Cuttlefish bone also has a natural striation in the material that makes really interesting patterns and textures in the casting.

I decided to make a disc shaped pendant with the spokes of a lego gear emerging out of the disc at an angle. I figured with the wavy striations, it would look like a gear or a snowflake sticking up out of the sand.


You can see the striations quite a bit on the back.

It turned out very well! I wish I had thought to snap a few photos of my carving that I cast the piece from, but I didn’t. After I made my mold, I heated scrap silver in a crucible until it was molten, adding a bit of flux (boric acid I think) to help remove any slag (grossness. and yes, that’s a technical term). Then carefully, but quickly, I poured the molten silver into the void i had carefully carved out.

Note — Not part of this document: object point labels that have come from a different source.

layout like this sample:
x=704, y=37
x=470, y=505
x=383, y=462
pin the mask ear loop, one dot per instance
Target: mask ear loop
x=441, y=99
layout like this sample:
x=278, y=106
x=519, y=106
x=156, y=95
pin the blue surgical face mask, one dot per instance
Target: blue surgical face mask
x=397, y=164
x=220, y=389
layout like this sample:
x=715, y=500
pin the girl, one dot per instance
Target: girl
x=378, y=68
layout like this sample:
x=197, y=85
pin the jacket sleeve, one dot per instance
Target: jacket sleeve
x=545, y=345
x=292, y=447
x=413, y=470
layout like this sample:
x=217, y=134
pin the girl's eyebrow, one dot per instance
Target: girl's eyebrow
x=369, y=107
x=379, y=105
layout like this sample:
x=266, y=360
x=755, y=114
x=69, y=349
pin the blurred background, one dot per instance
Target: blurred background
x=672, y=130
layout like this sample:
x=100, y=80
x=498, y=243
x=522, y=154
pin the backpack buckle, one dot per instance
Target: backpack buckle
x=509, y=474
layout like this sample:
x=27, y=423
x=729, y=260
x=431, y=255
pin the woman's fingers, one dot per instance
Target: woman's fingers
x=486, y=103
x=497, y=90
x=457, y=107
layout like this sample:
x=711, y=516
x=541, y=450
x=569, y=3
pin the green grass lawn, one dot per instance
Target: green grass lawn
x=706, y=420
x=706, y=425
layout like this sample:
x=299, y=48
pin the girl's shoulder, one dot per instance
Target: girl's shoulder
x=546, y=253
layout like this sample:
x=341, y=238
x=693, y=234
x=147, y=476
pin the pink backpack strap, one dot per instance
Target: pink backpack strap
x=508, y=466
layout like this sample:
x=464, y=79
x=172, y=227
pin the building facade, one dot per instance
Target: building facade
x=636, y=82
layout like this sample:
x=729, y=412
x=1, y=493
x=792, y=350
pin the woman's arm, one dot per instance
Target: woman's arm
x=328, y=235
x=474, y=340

During the carving, the workshop smelt faintly fishy the whole time, but after pouring hot molten meltal into the bone, there was nothing faint about it. It smelled very badly of nasty burnt fish, blech!

A few students had some bad luck with their molds. Not enough material between the mold and the edge of the bone, and the molten metal would find a way to escape the mold and all was ruined. Once used, the bones could not be used again, as they were burnt to a stinky crisp. I was very happy that my casting turned out wonderfully, much better than I expected.

After retrieving my cooled metal from the quench pot and chucking the stinky remains of the burnt mold, I consulted Nick, our teacher on ways to finish this sucker off. On Nick’s suggestions, I filed the angled gear shape down smooth. This week I will need to decide whether to keep the edges as they are, or perhaps cut away around the edge of the protruding gear and into each little coggy protruberance. I’m not sure which I’ll do.


This photo is it’s current state, after a bit of filing.

Good thing I have a week to think it over!